An glorious horizon of infinite falseness would open up before us. We could
have Departments of Misinformation devoted to accumulating it. People could
get PhDs in Falseness Studies. Once delineated and categorized, we would have
cross-disciplinary studies: misinfobiology, misinfophysics,
misinfo-women’s studies, and so on, all dedicated to seeking out untruth.
Tragically, the new science seems already to have gone into decline, for it has discovered a flaw: it is inherently political, which means there is their misinformation, which is bad, and our misinformation, which is good.
First let us ask why misinformation exists at all. Often it starts as a simple mistake. Like a language that evolves in isolation, the error gradually spreads within a group and becomes incomprehensible to outsiders, thus reinforcing group identity. The falsehood becomes a shibboleth. The more counterfactual the falsehood, the more it demonstrates fealty to the group identity, and dissenters are easily spotted and cast out.
The next logical step is to believe two contradictory falsehoods at the same time. It is a tough intellectual challenge: pretending they are both true demonstrates a person’s tremendous brain power in holding two thoughts simultaneously that not only conflict but annihilate each other. As such it requires a talent for retaining nothing but decayed fragments of ideas in one’s head.
Many instances of ‘misinformation’ result from a science writer creating a truly shitty sentence that invites misinterpretation. A good example is how a statement on Covid in Science was so badly written two guys wrote a whole book around it.
Virtually every scientific article I’ve ever read also contains some mistake. One misstated the concentration of a reagent by a factor of ten. We couldn’t reproduce their work until we discovered the error. Another time somebody misread ‘nitrates’ as ‘nitrites’ and incorrectly claimed that 80% of our intake of nitrites comes from vegetables, which are rich in nitrates. Peer reviewers sometimes force authors to include falsehoods in order to get published. And there’s always some doofus who’s so ambitious he fakes half his data and may or may not get caught.
Then there are sites like Pubpeer, where people mistakenly see data falsification, a form of misinformation, whether it’s there or not. I’ve saved papers by colleagues at two different institutions from this crap. False accusations not only create headaches for scientists and force them to practice defensive science; they also undermine confidence in science, as people in their endless quest to throw shit at each other uncritically quote questionable studies purporting to prove that some improbably high percentage of research is irreproducible.

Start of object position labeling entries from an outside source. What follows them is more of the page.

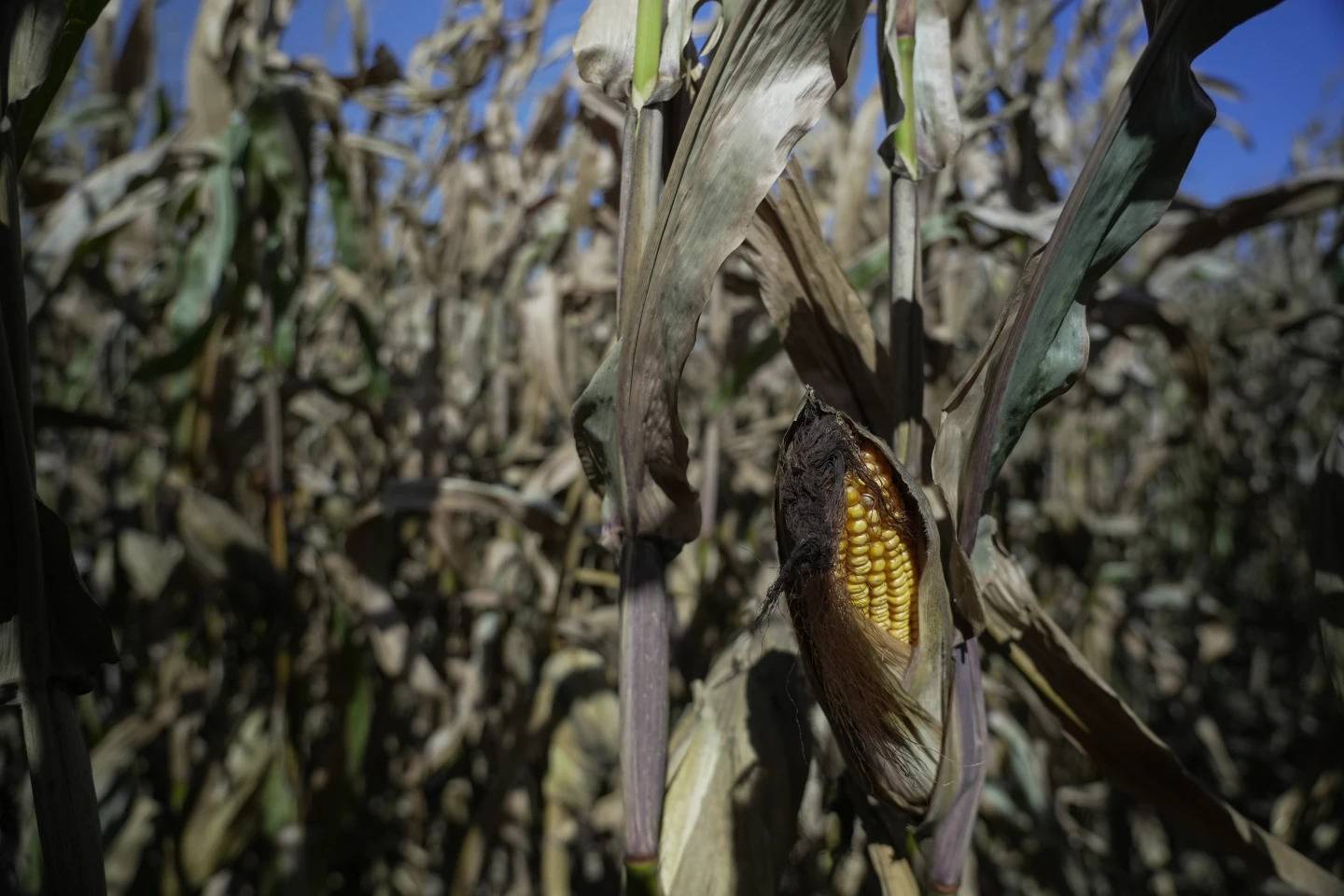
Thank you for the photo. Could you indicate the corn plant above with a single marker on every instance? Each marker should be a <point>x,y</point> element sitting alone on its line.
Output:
<point>931,512</point>
<point>924,749</point>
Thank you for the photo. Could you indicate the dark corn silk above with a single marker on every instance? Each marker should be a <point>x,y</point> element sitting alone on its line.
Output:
<point>861,578</point>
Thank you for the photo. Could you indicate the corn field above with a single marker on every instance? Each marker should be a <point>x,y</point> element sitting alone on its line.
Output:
<point>763,446</point>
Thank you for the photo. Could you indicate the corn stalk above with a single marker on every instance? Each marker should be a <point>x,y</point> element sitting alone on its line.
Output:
<point>51,639</point>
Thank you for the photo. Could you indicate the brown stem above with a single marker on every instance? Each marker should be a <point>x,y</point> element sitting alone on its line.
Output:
<point>645,621</point>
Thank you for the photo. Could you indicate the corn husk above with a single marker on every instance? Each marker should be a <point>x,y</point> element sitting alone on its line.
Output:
<point>888,702</point>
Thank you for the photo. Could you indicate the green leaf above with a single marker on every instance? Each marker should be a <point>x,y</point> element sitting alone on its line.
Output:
<point>359,724</point>
<point>345,220</point>
<point>1126,186</point>
<point>211,248</point>
<point>42,45</point>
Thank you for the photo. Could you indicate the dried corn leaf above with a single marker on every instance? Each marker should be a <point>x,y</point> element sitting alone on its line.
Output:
<point>604,48</point>
<point>770,77</point>
<point>735,773</point>
<point>1109,731</point>
<point>823,324</point>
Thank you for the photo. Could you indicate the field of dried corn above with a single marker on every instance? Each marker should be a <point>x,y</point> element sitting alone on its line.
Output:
<point>304,349</point>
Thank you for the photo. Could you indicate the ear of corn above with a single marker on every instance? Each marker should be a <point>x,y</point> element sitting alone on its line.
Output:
<point>876,553</point>
<point>861,577</point>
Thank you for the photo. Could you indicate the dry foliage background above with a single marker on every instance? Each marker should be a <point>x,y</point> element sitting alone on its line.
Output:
<point>369,299</point>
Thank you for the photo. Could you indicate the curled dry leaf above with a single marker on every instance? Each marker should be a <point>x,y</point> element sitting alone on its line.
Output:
<point>937,116</point>
<point>861,574</point>
<point>736,773</point>
<point>769,82</point>
<point>604,49</point>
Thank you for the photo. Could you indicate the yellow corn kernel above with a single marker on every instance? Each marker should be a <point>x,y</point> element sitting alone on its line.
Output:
<point>874,556</point>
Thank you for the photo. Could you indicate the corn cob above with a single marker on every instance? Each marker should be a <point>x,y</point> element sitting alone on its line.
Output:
<point>861,577</point>
<point>874,558</point>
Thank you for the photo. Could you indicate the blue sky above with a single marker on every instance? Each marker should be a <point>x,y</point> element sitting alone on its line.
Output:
<point>1288,62</point>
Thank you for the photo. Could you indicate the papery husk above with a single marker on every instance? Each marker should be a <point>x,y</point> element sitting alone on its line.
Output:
<point>888,703</point>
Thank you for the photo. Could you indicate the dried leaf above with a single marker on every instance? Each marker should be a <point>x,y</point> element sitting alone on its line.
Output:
<point>735,773</point>
<point>1109,731</point>
<point>770,77</point>
<point>823,324</point>
<point>604,49</point>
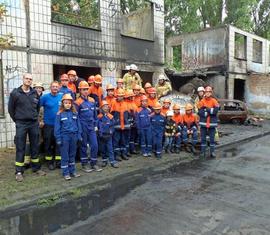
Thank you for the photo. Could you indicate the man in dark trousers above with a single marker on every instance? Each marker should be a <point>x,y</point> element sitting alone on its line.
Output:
<point>23,108</point>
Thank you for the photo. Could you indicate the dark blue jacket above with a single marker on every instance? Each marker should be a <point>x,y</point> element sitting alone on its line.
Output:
<point>105,125</point>
<point>23,106</point>
<point>65,90</point>
<point>67,122</point>
<point>143,118</point>
<point>86,109</point>
<point>158,122</point>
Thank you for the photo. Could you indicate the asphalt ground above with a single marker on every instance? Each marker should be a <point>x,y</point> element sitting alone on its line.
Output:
<point>228,195</point>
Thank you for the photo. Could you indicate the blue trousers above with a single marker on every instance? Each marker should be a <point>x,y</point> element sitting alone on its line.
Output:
<point>120,138</point>
<point>68,150</point>
<point>89,137</point>
<point>194,135</point>
<point>146,140</point>
<point>168,142</point>
<point>22,129</point>
<point>106,148</point>
<point>211,132</point>
<point>133,141</point>
<point>157,142</point>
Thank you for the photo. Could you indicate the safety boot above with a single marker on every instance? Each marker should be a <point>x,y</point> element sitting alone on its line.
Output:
<point>202,155</point>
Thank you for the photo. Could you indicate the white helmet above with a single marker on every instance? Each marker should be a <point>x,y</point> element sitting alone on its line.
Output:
<point>161,77</point>
<point>169,113</point>
<point>201,88</point>
<point>133,67</point>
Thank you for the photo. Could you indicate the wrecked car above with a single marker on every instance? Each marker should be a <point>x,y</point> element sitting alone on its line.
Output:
<point>234,111</point>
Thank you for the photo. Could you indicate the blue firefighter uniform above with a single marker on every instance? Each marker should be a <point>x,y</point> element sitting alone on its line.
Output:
<point>120,113</point>
<point>144,130</point>
<point>158,122</point>
<point>86,108</point>
<point>105,131</point>
<point>67,132</point>
<point>65,90</point>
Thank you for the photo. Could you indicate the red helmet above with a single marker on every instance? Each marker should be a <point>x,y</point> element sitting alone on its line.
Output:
<point>83,85</point>
<point>91,79</point>
<point>208,88</point>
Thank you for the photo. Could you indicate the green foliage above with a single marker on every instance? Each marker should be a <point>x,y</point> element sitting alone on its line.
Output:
<point>6,41</point>
<point>132,5</point>
<point>83,13</point>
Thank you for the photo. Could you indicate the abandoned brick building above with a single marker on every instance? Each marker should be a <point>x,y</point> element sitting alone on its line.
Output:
<point>52,37</point>
<point>236,63</point>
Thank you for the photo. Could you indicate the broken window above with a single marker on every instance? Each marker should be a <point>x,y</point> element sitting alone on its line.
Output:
<point>84,13</point>
<point>177,57</point>
<point>257,51</point>
<point>240,42</point>
<point>137,19</point>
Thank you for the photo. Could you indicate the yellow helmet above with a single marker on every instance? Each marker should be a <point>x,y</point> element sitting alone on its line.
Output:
<point>188,107</point>
<point>83,85</point>
<point>176,107</point>
<point>67,97</point>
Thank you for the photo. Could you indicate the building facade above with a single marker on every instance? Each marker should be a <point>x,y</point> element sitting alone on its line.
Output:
<point>52,37</point>
<point>236,63</point>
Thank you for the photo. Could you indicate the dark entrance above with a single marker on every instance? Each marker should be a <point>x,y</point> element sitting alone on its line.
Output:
<point>82,72</point>
<point>146,76</point>
<point>239,89</point>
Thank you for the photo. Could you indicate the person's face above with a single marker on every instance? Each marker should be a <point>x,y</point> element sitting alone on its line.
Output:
<point>189,111</point>
<point>39,90</point>
<point>105,108</point>
<point>119,85</point>
<point>144,103</point>
<point>97,84</point>
<point>136,92</point>
<point>208,94</point>
<point>120,98</point>
<point>132,72</point>
<point>166,105</point>
<point>54,88</point>
<point>161,81</point>
<point>67,104</point>
<point>84,92</point>
<point>110,93</point>
<point>201,93</point>
<point>72,77</point>
<point>64,81</point>
<point>152,95</point>
<point>27,80</point>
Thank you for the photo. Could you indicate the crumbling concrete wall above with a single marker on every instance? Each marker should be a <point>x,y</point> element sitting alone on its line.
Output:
<point>138,24</point>
<point>258,93</point>
<point>204,49</point>
<point>44,43</point>
<point>218,82</point>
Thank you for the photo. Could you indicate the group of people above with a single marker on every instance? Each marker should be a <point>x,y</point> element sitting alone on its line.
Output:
<point>115,122</point>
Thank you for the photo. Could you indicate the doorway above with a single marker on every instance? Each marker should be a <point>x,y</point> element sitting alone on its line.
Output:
<point>145,76</point>
<point>239,89</point>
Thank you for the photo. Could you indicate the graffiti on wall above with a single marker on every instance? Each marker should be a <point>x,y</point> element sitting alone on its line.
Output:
<point>84,46</point>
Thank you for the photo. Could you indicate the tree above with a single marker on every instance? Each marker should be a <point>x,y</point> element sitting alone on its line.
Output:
<point>5,40</point>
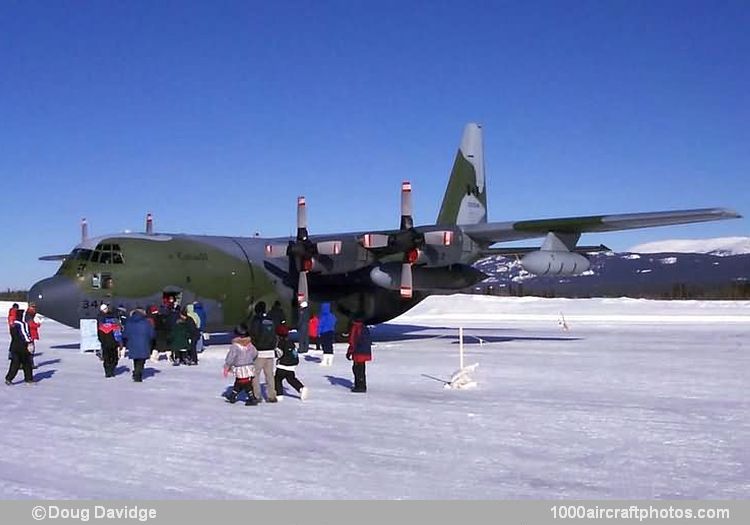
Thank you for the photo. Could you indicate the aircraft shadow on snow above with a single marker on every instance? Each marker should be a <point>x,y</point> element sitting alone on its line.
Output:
<point>405,332</point>
<point>47,362</point>
<point>340,381</point>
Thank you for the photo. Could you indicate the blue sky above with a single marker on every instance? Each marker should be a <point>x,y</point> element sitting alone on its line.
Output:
<point>216,115</point>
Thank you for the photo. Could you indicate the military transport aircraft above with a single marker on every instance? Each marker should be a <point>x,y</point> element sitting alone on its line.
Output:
<point>377,275</point>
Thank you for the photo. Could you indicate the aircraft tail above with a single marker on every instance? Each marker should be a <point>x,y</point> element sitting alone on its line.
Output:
<point>465,200</point>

For every scientific paper that has a figure upside-down, duplicated, or faked, there are hundreds of dull ones that study meaningless, dead-end topics. Increasingly, the tactic is to make your paper as dull and useless as possible so there’s no incentive to attack it.
The impact of this defensive science is bigger than any ‘misinformation’ can ever be. It could bring scientific progress to a halt. Scientists do make mistakes. As they say in New York, sue me. (That’s short for ‘sumimasen.’ Everyone is so polite in New York. . . .) But the term ‘misinformation’ is usually only applied to laymen because applying it to science would undermine the goal of making Misinformation Studies a respected branch of science. That goal is hard enough as it is.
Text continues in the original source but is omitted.